When the data size of a small table is small, we can even use the data in the small table as global variables in a UDF.
df1 = o.get_table('coordinates1').to_df()
df2 = o.get_table('coordinates2').to_df()
df = df2.to_pandas()
def func(x):
df['dis'] = haversine(x.latitude, x.longitude, df.latitude, df.longitude)
return df.iloc[df['dis'].idxmin()]['id']
df1[df1.id, df1.apply(func, axis=1, reduce=True, types='string').rename('min_id')].execute(
libraries=['pandas.zip', 'python-dateutil.zip', 'pytz.zip', 'six.tar.gz'])
When the function is uploaded, the global variables (df in the above code) used in the function will be pickled into the UDF. However, note that applicable use cases for this method are very limited, because the size of files to be uploaded in ODPS is limited. Therefore, if there is too much data, the resources generated by the UDF will be too large to be uploaded. In addition, for this method, it is better to ensure that the client version of the third-party package is consistent with that of the server. Otherwise, serialization problems are very likely to occur, so we recommend that you only use this method when dealing with small data volumes.

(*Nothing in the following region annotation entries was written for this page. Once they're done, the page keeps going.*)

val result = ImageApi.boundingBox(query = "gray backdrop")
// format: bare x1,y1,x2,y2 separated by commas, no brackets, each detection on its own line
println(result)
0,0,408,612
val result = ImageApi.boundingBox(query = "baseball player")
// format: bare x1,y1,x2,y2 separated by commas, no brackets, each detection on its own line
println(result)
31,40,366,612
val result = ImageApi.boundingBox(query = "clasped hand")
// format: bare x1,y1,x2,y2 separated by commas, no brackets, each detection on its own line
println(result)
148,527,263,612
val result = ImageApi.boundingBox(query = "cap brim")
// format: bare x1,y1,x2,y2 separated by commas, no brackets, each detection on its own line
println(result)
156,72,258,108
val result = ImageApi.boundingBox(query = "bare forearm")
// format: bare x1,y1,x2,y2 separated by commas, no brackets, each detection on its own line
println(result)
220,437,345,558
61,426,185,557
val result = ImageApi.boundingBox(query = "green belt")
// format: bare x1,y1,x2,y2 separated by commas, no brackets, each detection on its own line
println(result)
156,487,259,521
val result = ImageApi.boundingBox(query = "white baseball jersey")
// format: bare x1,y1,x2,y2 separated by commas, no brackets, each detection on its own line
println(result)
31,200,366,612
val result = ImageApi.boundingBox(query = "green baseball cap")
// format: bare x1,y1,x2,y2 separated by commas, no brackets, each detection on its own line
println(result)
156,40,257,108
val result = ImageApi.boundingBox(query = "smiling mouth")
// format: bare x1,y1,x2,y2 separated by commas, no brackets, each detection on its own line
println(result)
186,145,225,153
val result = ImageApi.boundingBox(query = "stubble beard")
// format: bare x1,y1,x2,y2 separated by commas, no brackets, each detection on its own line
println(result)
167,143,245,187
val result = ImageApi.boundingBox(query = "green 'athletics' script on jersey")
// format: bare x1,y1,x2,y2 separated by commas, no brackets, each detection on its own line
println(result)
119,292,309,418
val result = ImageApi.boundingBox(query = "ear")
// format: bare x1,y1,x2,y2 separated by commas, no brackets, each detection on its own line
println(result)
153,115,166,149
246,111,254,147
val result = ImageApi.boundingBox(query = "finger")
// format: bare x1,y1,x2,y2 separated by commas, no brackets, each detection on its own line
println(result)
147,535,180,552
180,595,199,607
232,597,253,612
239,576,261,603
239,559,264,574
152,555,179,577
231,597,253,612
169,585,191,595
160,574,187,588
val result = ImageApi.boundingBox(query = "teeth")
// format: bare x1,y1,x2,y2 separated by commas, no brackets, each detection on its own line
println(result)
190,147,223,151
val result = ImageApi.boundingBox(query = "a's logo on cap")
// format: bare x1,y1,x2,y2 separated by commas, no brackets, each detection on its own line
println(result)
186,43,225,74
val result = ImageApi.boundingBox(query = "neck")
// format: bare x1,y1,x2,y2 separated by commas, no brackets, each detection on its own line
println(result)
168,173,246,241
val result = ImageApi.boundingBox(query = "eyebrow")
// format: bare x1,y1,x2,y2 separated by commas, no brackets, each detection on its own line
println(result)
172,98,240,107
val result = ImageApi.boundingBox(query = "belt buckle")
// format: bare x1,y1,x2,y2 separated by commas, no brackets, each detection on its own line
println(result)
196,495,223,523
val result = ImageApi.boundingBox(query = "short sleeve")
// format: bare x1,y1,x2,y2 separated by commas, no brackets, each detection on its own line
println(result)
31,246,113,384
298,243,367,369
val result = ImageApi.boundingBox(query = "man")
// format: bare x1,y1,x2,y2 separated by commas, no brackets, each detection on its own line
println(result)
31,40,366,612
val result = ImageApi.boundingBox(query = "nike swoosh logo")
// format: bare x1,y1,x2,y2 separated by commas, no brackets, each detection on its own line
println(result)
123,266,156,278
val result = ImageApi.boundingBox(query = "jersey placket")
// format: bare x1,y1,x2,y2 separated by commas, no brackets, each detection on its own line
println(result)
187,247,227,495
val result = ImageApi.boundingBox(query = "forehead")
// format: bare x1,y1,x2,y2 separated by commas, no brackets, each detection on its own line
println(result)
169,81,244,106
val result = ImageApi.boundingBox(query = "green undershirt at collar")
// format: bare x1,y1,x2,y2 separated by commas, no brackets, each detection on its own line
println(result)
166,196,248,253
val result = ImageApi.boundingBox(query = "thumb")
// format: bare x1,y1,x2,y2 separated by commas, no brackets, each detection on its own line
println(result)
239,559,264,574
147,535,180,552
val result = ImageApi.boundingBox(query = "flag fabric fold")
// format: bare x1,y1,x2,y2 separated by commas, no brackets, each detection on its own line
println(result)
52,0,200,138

PyODPS can be used to solve Cartesian product problems in two ways: One is MapJoin, which is intuitive and has good performance. Generally, we recommend MapJoin to solve problems that can be solved by MapJoin, and it is better to compute using built-in functions to maximize efficiency. The problem is that it is not flexible enough. The other is the DataFrame UDF, which is relatively flexible, but its performance is relatively poor (Pandas or NumPy can be used to improve performance). By using table resources, the small table is passed into the DataFrame UDF as a table resource to complete the Cartesian product operation.